July 7, 1928: The Greatest Thing Ever – Sliced Bread!

Otto Frederick Rohwedder was a jeweler by trade, but a dedicated tinkerer at heart. In 1912, while living in St Joseph, Missouri, with his wife and two children, Otto had his “Eureka!” moment which changed the history of lunch forever.

It came to Otto in a flash: What the world needed most was SLICED BREAD!A&P Bread

Convinced that he had hit on a great idea, Rohwedder sold his three jewelry stores and invested the money in his new venture. He assembled a prototype – it held bread slices together with hat pins – but he had a hard time convincing bakeries to adopt his contraption since the pins regularly fell out.

Otto went back to the drawing board but suffered a setback when fire destroyed the factory that contained both the blueprints and his prototype bread slicer.

By 1927 he had designed another slicing machine. This one not only sliced  loaves, but it also wrapped them in paper to keep the bread fresh and the loaf in one piece. Most bakers were again skeptical, but Frank Bench, a friend of Rohwedder’s who baked in Chillicothe, Missouri, agreed to put the bread slicer to the test.

The very first loafs of “Sliced Kleen Maid Bread”, hit the shelves on July 7, 1928. Sales skyrocketed almost overnight.

Wonder Bread and several other major companies were soon slicing bread with Rohwedder’s machines. By 1933 sandwich bread had become a household staple and eighty percent of the bread baked in America went through the slicing machine. Sandwiches for lunch were now simple to prepare – until World War II broke out…

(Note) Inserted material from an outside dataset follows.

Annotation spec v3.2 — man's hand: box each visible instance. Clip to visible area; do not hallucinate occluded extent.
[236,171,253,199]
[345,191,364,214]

When America began rationing food in 1943, the Federal food administrators announced that the country would have to go without sliced bread. Government officials, in their bureaucratic wisdom, explained that “the ready-sliced loaf must have a heavier wrapping than an unsliced one if it is not to dry out.” According to the ban, no bakery or deli was permitted to slice its own bread, and American families were forced to cut loaves themselves.

The public outrage was immediate and overwhelming. Two months later the government remarkably determined that the money saved the ban from un-sliced bread was negligible and the ban was rescinded.

Lunch once again became a simple pleasure to prepare.